Genauso ist auch die Qualität des Aufenthalts und Zugangs zur Zielsprache und nicht nur die Verweildauer im Zielland beim Erwerb von Sprachkompetenzen zu berücksichtigen. Der quantitative Messindikator ‚Verweildauer‘ liefert keine hinreichende Erklärung von qualitativen Ursachen oder Effekten. Problematisch an der Metaanalyse von Esser und den herangezogenen Daten ist ferner, dass sie von wenig vergleichbaren Informantengruppen stammen. Diese sind zudem nicht selten in Berufen tätig, bei denen sprachliche Kompetenzen nur eine nachrangige Rolle spielen (vergleiche die Studien von Berman, Lang & Siniver 2003; Kalter 2006). Wenn man einen Beruf hat, in dem Sprachen im Normalfall nicht gebraucht werden und in dem das Qualifikationsniveau vergleichsweise niedrig ist, kann man nicht erwarten, dass die Mehrsprachigkeit die Defizite des Qualifikationsniveaus ausgleichen kann. In der Studie von Berman, Lang und Siniver (2003) etwa werden vor allem Programmierer, Computertechniker, Bauarbeiter und Tankstellenkassierer in den Vereinigten Staaten untersucht, zu deren Berufsfeld eigentlich keine extensiven fremdsprachigen Fertigkeiten gehören. In der deutschen Studie von Dustmann und van Soest (2002), die sich auf eine der wichtigsten Datensammlungen der Sozialforschung, das Sozioökonomische Panel (SOEP), stützt, werden „bildungsferne“ Migranten aus Italien, Spanien, der Türkei, Jugoslawien und Griechenland aus der Gesamtheit isoliert, um damit Aussagen über den (mangelnden) Nutzen fremdsprachiger Kompetenzen für die Arbeitstätigkeit und die berufliche Karriere abzuleiten.

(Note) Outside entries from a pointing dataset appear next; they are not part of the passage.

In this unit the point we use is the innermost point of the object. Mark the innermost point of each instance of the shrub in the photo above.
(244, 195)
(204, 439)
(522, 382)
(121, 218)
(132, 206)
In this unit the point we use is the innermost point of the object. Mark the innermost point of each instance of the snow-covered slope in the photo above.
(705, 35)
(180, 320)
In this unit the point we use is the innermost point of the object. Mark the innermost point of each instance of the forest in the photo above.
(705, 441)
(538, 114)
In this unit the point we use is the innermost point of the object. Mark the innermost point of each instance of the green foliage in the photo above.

Viele der von Esser herangezogenen Studien zum Arbeitsmarkterfolg enthalten nur ungenaue Angaben über die untersuchten Berufe (etwa Chiswick & Miller 2002; Davila & Mora 2001; Hayfron 2001). Wieder andere gehen in Bezug auf die Fertigkeiten und Biographien der untersuchten Personen sehr selektiv vor. Bei Kalter (2006) werden die Befragten mit Hochschulabschluss oder Fachhochschulabschluss explizit aus der Erhebungsgruppe herausgenommen. So darf es nicht verwundern, dass sich aufgrund einer selektiven Datenbasis nur wenige Effekte für den Nutzen der Mehrsprachigkeit auf dem Arbeitsmarkt ergeben.